Of the 613 MBA candidates in the sample whose undergraduate degrees could be verified by Poets&Quants, there’s not a single student from Arizona State, Ohio State, Michigan State, or Penn State–four of the country’s largest public universities. Outside of Berkeley and UCLA, there are just two students in the sample from California’s massive and highly regarded public education system, one each from UC at San Diego and UC at Santa Barbara.
“That’s odd and a little bit disturbing,” says Steven C. Currall dean of the school of management at UC-Davis. “It raises questions about diversity because diversity doesn’t only mean gender and race. It also means experience, background and geography.”
In almost all cases, the top public university in any given state has very few or no admits in the Wharton class. When applicants from state schools managed to break through the Wharton screen, they tended to do so in very small numbers. In the sample, for example, there is one from Delaware, Kansas, Iowa, Wisconsin, and Maine, two each from Maryland and Florida.
Adds Currall, who had been a professor at the London School of Business: “It reminds me of something I found very troubling in the U.K. which has the lowest degree of upward economic mobility in Europe because its institutions create impenetrable boundaries. The clubs, schools, and universities are used to put people on a track. If this country loses the hope of upward mobility we are in real trouble. It is a fundamental value that your access is based on merit.”
NEARLY ONE IN FIVE STUDENTS WORKED FOR ONLY SIX ELITE FIRMS.

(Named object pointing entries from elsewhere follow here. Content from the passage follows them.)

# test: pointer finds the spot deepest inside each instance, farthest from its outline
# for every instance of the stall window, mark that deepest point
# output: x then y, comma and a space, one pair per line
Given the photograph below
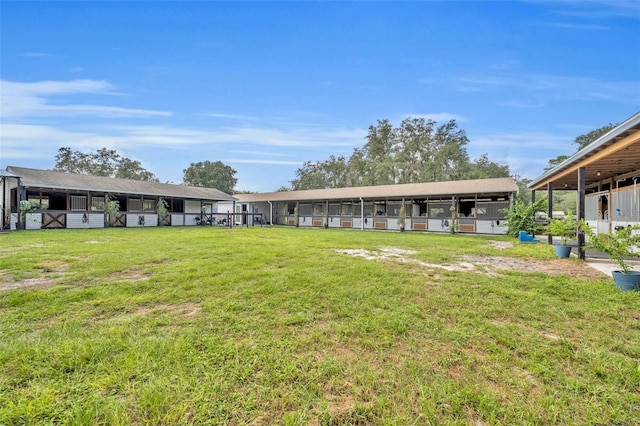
97, 203
149, 205
78, 202
135, 205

A similar pattern can be seen in the work backgrounds of the incoming Wharton class. The top six feeder companies this year are McKinsey & Co., Boston Consulting Group, Bain, Goldman Sachs, J.P. Morgan, and Morgan Stanley. Nearly one in five students (19.2%) worked for one of those half dozen tony firms. Roughly 27% of the entire class comes from Wharton’s top 12 feeder organizations, a select group that includes consulting firms Accenture, Booz & Co., and Deloitte, as well as Barclays Bank.
Not surprisingly, McKinsey & Co. is sending the largest single contingent to the Wharton School. As much as 5.5% of the entire class of 845 admits come from the prestige management consulting firm. McKinsey is not merely a feeder to Wharton. It is also the school’s top recruiter, having scooped up 44 MBAs–roughly the same number of McKinseyites (46) estimated to be in this year’s incoming class. Of course some of those McKinsey alums came from the pool of high potential employees who are attending business school on the firm’s dime, with the caveat that they must return to the consultancy for a certain number of years or repay the cost of tuition.
None of this could have helped Goldberg who worked for what he himself calls a “no-name-local firm” in Beijing. Four months after being rejected, the decision still doesn’t sit well with him. “For the companies, there is definitely a quid pro quo,” believes Mark. “All those companies are also some of the biggest recruiters of MBAs. So they are recruiting out of the same pool later on. What can you do about that? Not much. What frustrates me is that if they took an extra five seconds to read your resume instead of just looking at which firm employs you, they would realize you are more than qualified.”
IS ELITE MBA ADMISSIONS A SELF-FULFILLING PROPHECY?
To some extent, the insularity is self-fulfilling. “If an applicant is coming from a top-tier firm, that speaks pretty highly for their ability to handle the analytical rigor of the program,” says Kimberly Raynor-Smith, the former associate director of admissions at Wharton and currently an admissions consultant at The MBA Exchange. “All the top-tier firms only hire at the top undergraduate schools and then they help groom these same people to go to a Harvard or a Wharton. They have people who help their young people prepare their applications to these schools. So it all works in a cycle. The pedigree of a top school should continually open doors for you. But I don’t know where that leads everybody else.”